Second session of endovascular treatment (EVT). a, Curved planner reconstruction image of contrast-enhanced computed tomography scan, 7 days after the first session, showing significant stenosis within the proximal part of the stent-graft (arrow) due to thrombosis fragments (arrowheads). b, An additional bare metal stent (BMS) measuring 8 mm in diameter and 4 cm in length was deployed at the level of the thrombus within the proximal part of the stent-graft (arrow) via the system inserted from the gluteal segment of the right persistent sciatic artery (PSA; arrowhead). c, Disappearance of the thrombus and good blood flow can be observed up to the below-the-knee arteries.

Follow-up findings

Although the right ankle brachial index had improved to 1.15, motor impairment to the anterior tibial muscle persisted owing to an ischemic injury. At 16 days after the first EVT session, the patient was transferred to the original hospital to continue rehabilitation. Within 3 months, the patient was able to walk unaided. Patency of the treated arteries and size reduction of the PSAA were confirmed by follow-up CE-CT (Fig 5). No symptoms had recurred during the next 20 months.

Fig 5

Follow-up three-dimensional computed tomography angiogram at 3 months after treatment showing patency of the bare metal stent (BMS) within the internal iliac artery (IIA; arrow), stent-grafts, BMS within the femoral part of the persistent sciatic artery (PSA; arrowhead), and native arteries under the internal iliac artery (IIA) system.

Discussion

PSAA, often caused by possible fragility of blood vessel walls and repetitive mechanical compression, occurs in 14.3% to 50.7% of patients with a PSA.2, 3, 4, 5, 6 Arterial occlusion occurs in 9.0% to 41.7 % of PSA cases,, and frequently coexists with PSAA.

The anatomic classification of PSA,, presence of a PSAA, and location and length of occlusions are important factors to consider during treatment. Most PSA cases will demonstrate partial or continuous occlusion between the gluteal segment of the PSA and the below-the-knee arteries. We search the reported data and found no previously reported cases of continuous thrombotic lesions that extended from the IIA orifice to the below-the-knee arteries.2, 3, 4, 5, 6, 7, 8, 9, 10, 11, 12, 13, 14 In such cases, the EIA running to the deep femoral artery could develop as a collateral pathway into the popliteal artery.
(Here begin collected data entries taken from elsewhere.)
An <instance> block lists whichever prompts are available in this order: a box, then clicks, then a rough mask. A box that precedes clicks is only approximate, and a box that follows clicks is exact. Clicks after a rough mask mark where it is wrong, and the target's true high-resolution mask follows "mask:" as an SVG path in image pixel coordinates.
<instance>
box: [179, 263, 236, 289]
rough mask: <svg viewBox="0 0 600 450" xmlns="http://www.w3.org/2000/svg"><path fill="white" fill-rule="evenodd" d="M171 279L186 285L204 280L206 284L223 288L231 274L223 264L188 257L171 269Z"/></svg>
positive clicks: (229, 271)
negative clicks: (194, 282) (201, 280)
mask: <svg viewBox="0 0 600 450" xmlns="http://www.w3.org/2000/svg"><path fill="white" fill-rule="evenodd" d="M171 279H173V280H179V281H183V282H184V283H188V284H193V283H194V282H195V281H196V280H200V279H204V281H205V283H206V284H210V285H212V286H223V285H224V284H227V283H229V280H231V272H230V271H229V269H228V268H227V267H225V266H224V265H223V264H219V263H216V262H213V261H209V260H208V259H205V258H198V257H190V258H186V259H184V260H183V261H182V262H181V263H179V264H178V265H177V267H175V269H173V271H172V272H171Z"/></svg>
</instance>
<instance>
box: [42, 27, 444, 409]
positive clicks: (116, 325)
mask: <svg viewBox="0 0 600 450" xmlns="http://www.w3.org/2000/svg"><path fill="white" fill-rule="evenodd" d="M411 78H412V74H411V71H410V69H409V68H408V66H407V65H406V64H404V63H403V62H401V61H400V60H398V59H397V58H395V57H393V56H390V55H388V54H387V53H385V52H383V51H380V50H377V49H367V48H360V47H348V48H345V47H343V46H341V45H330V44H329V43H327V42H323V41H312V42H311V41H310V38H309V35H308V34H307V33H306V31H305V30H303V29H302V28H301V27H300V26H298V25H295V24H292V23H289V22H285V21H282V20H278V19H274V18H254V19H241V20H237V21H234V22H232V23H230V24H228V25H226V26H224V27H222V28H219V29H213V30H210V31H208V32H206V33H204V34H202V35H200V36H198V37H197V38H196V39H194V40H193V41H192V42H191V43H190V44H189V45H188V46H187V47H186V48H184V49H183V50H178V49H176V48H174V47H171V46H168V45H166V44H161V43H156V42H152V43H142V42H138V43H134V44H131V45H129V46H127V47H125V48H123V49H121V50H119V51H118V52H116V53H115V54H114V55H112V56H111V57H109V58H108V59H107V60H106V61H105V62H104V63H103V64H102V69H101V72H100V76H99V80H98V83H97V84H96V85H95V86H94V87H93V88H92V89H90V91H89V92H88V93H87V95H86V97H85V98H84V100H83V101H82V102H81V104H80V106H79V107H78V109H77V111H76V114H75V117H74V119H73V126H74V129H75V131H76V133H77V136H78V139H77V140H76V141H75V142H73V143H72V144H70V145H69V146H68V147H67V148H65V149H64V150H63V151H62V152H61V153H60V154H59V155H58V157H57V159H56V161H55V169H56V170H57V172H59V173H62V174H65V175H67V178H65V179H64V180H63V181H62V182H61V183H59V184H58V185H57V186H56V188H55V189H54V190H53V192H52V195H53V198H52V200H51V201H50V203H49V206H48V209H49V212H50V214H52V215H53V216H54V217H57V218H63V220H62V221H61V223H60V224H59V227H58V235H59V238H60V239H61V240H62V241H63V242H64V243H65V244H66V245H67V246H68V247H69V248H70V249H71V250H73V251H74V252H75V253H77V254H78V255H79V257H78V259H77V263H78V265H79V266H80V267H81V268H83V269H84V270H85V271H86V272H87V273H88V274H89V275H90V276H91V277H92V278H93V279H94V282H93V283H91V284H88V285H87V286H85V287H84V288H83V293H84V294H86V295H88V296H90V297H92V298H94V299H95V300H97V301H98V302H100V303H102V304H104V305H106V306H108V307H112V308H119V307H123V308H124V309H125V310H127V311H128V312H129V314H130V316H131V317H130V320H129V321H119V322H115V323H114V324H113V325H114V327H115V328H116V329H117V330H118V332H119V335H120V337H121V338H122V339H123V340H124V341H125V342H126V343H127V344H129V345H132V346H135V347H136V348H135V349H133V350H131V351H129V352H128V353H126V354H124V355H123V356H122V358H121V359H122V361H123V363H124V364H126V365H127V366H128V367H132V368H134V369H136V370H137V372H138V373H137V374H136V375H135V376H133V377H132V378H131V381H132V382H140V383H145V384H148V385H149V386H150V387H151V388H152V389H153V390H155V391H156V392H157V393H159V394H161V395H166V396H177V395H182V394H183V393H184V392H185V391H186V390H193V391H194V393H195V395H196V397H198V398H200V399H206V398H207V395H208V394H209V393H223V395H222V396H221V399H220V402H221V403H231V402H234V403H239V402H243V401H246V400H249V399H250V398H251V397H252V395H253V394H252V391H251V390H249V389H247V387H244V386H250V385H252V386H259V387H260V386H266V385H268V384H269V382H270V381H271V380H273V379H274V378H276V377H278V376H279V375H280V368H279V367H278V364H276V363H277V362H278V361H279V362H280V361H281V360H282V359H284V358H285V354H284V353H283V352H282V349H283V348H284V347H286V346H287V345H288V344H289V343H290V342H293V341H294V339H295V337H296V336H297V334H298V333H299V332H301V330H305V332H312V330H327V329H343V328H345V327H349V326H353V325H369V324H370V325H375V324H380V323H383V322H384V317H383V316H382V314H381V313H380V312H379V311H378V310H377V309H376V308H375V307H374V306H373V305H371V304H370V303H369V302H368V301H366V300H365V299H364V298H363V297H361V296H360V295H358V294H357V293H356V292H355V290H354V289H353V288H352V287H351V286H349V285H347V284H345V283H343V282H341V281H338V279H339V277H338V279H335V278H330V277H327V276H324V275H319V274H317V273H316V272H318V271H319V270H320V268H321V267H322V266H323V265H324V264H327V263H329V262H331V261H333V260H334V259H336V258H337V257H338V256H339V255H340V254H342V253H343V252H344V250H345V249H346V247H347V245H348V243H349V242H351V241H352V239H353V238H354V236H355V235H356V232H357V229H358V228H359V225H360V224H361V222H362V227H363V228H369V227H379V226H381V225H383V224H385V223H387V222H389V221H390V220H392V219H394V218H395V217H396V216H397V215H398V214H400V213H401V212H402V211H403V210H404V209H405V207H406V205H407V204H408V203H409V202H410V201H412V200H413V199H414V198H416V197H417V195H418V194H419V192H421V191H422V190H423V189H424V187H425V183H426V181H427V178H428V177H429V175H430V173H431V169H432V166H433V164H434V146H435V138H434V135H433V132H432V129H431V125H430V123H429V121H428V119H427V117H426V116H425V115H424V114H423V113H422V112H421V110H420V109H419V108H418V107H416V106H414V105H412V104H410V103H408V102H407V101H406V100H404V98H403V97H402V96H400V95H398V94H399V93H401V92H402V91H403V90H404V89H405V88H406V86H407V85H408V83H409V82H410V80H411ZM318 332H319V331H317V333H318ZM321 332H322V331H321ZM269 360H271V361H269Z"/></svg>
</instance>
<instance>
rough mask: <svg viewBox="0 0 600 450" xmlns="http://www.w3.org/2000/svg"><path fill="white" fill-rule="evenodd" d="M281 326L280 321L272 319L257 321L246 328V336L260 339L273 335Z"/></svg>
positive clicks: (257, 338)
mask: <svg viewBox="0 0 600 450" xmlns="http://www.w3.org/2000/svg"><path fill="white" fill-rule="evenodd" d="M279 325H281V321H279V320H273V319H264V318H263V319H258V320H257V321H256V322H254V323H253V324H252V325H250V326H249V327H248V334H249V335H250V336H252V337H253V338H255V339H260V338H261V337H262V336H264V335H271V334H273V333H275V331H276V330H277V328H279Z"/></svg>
However, the EIA in the present patient was also thrombosed, and a potential risk of limb loss was high. To the best of our knowledge, simultaneous occlusion of the EIA has not been reported previously.

Various EVT techniques depending on the lesion segments of the PSA were performed. The intrapelvic IIA segment was treated with thrombectomy and BMS implantation, the gluteal segment was treated using thrombectomy, the femoral segment that included the aneurysm was managed using stent-grafts, and the popliteal artery was treated using balloon angioplasty and thrombolysis. Access was achieved bidirectionally via the opposite deep femoral artery and the distal femoral segment of the PSA in the first session. Access was then achieved in antegrade fashion by direct puncture of the gluteal segment of the PSA in the second session. Each technique worked adequately, and complete revascularization was achieved throughout the right limb.

Conclusions

The combination of EVT techniques performed was an effective therapeutic option for a PSAA with a widespread and complicated thrombotic arterial occlusion and assisted in successfully achieving total endovascular repair.